Wang is the executive director of UTAT, one of Canada’s largest and most technically diverse design teams, which this year fielded teams in half a dozen national and international aerospace design competitions. “We build drones, rockets and satellites, and we run a number of outreach initiatives,” he says. “It takes a lot of management and international partnerships to keep it all going.”
In addition to his duties as executive director, Wang is also senior engineering designer with UTAT’s rocketry division. At IAC, he will be presenting two papers about the design and testing of the engine for this year’s rocket, named Deliverance. This past June, UTAT placed third worldwide and first in Canada in the Advanced Category of the Intercollegiate Rocket Engineering Competition, the world's largest university rocket engineering competition, held in Green River, Utah.

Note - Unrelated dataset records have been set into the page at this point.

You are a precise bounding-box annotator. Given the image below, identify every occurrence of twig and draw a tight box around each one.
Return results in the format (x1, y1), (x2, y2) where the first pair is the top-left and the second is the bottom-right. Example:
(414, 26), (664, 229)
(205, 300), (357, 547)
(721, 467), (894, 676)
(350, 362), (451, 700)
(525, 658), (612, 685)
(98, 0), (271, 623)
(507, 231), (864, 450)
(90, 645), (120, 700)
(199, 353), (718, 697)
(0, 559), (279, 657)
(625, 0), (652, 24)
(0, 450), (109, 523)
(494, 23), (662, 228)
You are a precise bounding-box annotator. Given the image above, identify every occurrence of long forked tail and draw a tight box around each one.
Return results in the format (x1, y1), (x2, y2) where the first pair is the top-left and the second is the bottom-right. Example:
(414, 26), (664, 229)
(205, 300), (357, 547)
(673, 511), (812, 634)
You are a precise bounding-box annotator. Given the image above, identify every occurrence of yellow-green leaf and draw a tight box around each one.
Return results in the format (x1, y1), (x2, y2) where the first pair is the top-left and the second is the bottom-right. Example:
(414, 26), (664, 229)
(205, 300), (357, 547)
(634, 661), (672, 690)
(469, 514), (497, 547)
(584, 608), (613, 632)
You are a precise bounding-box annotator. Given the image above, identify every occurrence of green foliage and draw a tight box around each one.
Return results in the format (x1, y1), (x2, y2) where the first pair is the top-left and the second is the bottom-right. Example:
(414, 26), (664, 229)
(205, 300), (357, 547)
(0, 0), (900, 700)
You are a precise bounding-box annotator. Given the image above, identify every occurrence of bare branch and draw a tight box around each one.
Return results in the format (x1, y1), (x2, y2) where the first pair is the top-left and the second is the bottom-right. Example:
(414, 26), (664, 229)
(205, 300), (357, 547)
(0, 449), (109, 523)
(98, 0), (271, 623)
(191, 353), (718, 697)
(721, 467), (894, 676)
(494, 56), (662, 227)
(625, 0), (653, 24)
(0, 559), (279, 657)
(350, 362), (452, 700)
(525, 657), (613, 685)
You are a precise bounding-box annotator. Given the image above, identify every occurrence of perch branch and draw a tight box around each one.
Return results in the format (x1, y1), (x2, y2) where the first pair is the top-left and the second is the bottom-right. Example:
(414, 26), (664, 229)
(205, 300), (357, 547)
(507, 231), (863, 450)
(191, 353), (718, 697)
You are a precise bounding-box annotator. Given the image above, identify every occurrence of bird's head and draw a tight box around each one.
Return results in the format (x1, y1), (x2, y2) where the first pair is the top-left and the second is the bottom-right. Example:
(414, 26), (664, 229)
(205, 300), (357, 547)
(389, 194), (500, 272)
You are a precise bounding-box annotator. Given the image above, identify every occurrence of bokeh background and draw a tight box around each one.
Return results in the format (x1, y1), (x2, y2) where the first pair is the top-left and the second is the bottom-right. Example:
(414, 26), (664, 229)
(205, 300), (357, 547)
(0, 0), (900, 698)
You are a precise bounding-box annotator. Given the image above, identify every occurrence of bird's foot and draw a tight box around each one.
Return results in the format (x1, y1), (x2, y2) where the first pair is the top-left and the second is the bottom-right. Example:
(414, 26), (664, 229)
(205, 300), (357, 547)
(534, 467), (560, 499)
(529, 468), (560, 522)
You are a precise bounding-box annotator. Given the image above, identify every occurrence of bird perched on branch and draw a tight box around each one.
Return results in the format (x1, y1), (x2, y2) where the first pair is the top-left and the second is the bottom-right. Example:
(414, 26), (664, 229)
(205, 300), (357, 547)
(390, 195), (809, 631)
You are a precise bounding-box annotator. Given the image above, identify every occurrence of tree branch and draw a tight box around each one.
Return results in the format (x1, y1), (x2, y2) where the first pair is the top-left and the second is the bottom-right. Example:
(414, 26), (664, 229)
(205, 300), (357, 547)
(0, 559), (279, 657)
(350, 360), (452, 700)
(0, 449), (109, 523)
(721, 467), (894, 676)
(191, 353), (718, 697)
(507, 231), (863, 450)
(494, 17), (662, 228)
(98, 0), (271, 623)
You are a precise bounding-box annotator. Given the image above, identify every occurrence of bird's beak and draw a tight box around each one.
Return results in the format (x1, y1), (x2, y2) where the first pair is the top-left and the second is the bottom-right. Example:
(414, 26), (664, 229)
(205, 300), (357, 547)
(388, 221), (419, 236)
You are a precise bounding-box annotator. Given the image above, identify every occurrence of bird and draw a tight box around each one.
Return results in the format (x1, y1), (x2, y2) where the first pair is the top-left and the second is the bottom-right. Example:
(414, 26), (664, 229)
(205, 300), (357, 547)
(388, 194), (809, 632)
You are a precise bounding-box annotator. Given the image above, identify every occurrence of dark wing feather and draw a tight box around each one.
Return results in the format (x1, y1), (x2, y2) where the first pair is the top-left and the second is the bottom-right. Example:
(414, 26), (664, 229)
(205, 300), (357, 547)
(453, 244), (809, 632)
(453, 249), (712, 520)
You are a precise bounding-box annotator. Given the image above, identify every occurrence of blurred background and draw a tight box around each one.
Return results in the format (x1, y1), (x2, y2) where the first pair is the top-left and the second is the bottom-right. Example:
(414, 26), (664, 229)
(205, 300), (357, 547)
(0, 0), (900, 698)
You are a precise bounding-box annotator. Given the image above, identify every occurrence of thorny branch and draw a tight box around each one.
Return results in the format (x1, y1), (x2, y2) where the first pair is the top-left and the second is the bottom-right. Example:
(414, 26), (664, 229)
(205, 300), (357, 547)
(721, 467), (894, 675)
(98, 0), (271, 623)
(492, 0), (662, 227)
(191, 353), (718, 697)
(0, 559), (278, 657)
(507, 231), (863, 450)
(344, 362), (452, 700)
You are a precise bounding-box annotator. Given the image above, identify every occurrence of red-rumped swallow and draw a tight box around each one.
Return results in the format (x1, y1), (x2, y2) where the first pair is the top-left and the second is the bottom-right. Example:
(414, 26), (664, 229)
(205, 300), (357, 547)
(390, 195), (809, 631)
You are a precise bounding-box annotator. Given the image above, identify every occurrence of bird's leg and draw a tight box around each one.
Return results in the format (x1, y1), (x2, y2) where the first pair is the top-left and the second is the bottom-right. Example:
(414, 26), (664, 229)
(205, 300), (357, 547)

The team’s design was an unusual “hybrid” rocket engine, in which the fuel was solid, but the oxidizer used to make it burn efficiently was a liquid. This required innovative computer modelling and simulations to predict how the rocket would perform. “Traditional models aren’t really meant to handle the kinds of physical phenomena that take place inside an engine like this, but we were able to accurately predict key performance parameters,” he says.
Wang is also presenting a paper on the feasibility of using a “space tug” to help reduce the cost of launching satellites into geosynchronous orbit, more than 35,000 km above sea level. The idea is to use rockets to boost satellites into low Earth orbit and then use a remote-controlled spacecraft to lift them the rest of the way, much as a tugboat moves ships in a harbour. Wang conducted an analysis in collaboration with the Space Generation Advisory Council in support of the UN Programme on Space Applications. “Our calculations showed that if the satellites belong to a certain mass bracket, using a small rocket and a tug may be more efficient that the traditional use of a larger rocket,” he says.
Wang is currently completing a PEY internship with The Sky Guys, an Oakville-based startup that supplies drones and aerial photography services for sporting events, inspecting industrial sites and a variety of other applications. He is grateful to his employer for allowing him the time to attend, as well as the Canadian Space Agency for providing the funding he needed.
“It is such a privilege to represent Canada at an international venue like this. Conferences are a great place to kickstart new collaborations and become integrated with the world’s innovation infrastructure,” says Wang.